8. En conséquence du point précédent, plutôt qu'une charte, nous pensons qu'un besoin pressant du monde des moulins, riverains et usagers de l'eau est de réunir un think tank d'avocats spécialisés en droit de l'environnement, droit administratif, droit civil et droit public européen, afin de définir les angles contentieux qui seront mobilisés en 2017-2018 – si, comme il est probable, l'administration persiste dans son déni de réalité. Hydrauxois et l'ARPOHC ont déjà initié des solutions en ce sens (mais n'ont pas les moyens, seules, d'aller aussi loin que nécessaire) et beaucoup d'associations souhaitent s'engager sur cette voie, tant elles observent sur le terrain l'acharnement des gestionnaires et autorités de l'eau contre l'existence de seuils en rivière et contre les droits d'eau qui leur sont attachés. Comme dit l'adage antique : si vis pacem, para bellum…

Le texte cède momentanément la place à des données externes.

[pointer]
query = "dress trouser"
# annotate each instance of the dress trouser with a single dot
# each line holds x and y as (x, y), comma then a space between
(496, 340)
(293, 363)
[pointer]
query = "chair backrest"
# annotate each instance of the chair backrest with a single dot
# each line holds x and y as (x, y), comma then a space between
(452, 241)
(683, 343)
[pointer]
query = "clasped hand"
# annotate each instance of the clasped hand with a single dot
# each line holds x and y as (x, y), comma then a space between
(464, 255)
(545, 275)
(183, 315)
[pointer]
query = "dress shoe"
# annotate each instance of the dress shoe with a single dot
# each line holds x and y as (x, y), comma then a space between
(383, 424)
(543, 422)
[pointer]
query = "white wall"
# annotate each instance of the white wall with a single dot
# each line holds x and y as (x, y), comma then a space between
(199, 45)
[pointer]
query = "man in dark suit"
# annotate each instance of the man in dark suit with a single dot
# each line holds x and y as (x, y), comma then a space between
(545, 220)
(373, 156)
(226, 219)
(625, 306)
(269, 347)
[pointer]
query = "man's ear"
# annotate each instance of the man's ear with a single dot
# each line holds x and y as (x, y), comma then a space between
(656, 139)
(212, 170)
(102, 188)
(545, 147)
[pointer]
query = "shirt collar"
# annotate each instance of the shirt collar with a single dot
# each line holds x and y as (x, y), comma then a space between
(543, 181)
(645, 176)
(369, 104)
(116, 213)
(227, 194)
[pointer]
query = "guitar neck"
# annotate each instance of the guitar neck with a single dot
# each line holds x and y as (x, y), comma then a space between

Illustration : destruction de seuil de moulin à la pelleteuse, sur une rivière par ailleurs en bon état écologique et ayant un recrutement correct de saumon (moulin de la Mothe, rivière Ellé-Laïta), malgré une plainte en cours de riverain, après que le propriétaire du moulin et le maire de la commune voisine ont été découragés de produire de l'énergie.  C'est le symbole de ce que les riverains et propriétaires d'ouvrage ne supportent plus : des décisions brutales et opaques en petits comités fermés, une gabegie d'argent public, une haine manifeste du patrimoine hydraulique, une absence de cohérence et de priorisation des choix environnementaux, une analyse coût-avantage et un suivi scientifique inexistants. Tant que de telles pratiques ne seront pas clairement dénoncées par l'administration centrale, il sera illusoire d'attendre un soutien du monde des moulins et riverains à la politique de continuité écologique.